Will I be racing back? Probably not with much urgency. In its current state, it's a frenzied tourist trap and really not fit for a practical, efficient shopping experience. But a few months down the road, when the lines have (hopefully) diminished and the tourists have exhausated their rounds, I look forward to cozying up to one of the bar counters and ordering a platter of salumi and cheese while raising my glass to the end of the molto chaos.

Until then...

Eataly
200 5th Ave.

Sunday, October 24, 2010

farmers market spottings

A Saturday morning stroll through the Union Square Farmers Market.

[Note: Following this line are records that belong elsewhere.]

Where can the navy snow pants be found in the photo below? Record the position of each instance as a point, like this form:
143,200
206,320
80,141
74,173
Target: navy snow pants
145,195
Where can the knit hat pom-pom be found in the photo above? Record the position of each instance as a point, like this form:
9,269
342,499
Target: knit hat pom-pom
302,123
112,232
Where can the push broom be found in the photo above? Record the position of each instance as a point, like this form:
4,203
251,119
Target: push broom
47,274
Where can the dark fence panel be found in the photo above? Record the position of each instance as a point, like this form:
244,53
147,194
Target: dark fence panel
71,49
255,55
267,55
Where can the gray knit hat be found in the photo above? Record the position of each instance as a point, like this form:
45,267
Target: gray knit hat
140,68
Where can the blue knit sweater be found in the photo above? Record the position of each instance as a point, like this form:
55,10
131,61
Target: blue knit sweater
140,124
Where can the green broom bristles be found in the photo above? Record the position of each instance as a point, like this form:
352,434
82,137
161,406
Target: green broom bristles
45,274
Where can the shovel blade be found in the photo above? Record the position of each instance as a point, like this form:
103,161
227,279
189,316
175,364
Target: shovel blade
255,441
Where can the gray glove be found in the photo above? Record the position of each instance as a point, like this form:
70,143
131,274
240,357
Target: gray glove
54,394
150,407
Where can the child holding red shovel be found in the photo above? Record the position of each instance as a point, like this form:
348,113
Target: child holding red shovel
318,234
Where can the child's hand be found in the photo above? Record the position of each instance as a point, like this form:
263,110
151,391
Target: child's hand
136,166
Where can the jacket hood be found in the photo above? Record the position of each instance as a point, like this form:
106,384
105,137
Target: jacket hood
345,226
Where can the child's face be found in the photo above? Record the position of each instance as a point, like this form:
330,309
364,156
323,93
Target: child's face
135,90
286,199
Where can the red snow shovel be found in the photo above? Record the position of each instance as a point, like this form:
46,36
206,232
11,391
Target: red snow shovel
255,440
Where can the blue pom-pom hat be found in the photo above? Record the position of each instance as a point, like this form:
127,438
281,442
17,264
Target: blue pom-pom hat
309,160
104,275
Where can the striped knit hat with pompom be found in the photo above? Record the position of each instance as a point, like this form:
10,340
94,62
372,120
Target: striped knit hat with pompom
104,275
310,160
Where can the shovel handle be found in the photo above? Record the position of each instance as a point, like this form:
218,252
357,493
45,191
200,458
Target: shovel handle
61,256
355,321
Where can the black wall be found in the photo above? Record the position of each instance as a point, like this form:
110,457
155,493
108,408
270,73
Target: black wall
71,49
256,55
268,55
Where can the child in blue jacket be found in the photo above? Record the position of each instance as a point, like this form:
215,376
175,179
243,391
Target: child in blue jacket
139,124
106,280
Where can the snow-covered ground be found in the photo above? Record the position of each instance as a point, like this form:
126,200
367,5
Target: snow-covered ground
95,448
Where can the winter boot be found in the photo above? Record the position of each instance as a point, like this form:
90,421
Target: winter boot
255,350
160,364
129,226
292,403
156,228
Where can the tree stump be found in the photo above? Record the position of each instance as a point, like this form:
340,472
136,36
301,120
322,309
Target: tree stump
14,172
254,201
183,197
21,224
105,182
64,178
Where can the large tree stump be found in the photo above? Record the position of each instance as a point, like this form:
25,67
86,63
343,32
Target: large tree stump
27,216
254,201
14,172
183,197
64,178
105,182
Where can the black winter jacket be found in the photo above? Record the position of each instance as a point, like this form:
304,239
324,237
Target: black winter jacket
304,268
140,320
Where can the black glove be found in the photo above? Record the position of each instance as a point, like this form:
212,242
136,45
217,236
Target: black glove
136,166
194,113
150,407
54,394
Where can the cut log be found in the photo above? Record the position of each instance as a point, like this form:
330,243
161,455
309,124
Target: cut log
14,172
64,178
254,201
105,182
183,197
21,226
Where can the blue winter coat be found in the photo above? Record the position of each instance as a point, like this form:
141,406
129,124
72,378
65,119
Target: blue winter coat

Wednesday, September 22, 2010

austrian winemakers tasting at blaue gans

On Monday night, a group of wine bloggers gathered at Blaue Gans in Tribeca to have a meet and greet with a handful of Austrian Winemakers. And, of course, to taste our way through their wines. It was an evening (unintentionally) devoted to Gruner Veltliner--a varietal of which we were able to experience its full spectrum. A beautifully diverse and eye-opening representation of what Austria can do. There's no pigeon-holing to be had here.

Szigeti Sparkling Gruner Veltliner: Super fine bubbles that coat your mouth entirely, crisp green apple, white pepper spiciness on the finish. Have a bottle of this at home and look forward to popping and enjoying its vibrancy again.

2009 Weingut Stadt Krems Gruner Veltliner Kremstal: Fresh dill on the nose mixed with wet stone. Razor sharp acidity balanced by juiciness. Great minerality presence. This is Gruner Veltliner at its finest.

2009 Loimer Gruner Veltliner: Golden delicious apple with lemon zest. Clean nose. Some ginger ale aspects to it. This is the kind of Gruner that could be a game changer for conservative white wine drinkers. Undeniable delicious factor. Sweetness for sure, but nicely balanced. The acidity comes across as a subtle frissante quality. Beautiful transition white into fall. Evokes memories of apple picking season.

2007 Prager Gruner Veltliner: Almond butter, apple sauce, and golden raisins on the nose. But yet again, shows amazing balance on the palate. Strikingly sweet aromas but fresh, and acidic in the mouth.
2008 Blaufrankisch: Cranberry, brown sugar, and raspberry cobbler on the nose. Light but vibrant on the palate. Subtle black pepper notes but no lingering spice. There was a flavor on the finish that tasted like the striking of a match which I found quite intriguing.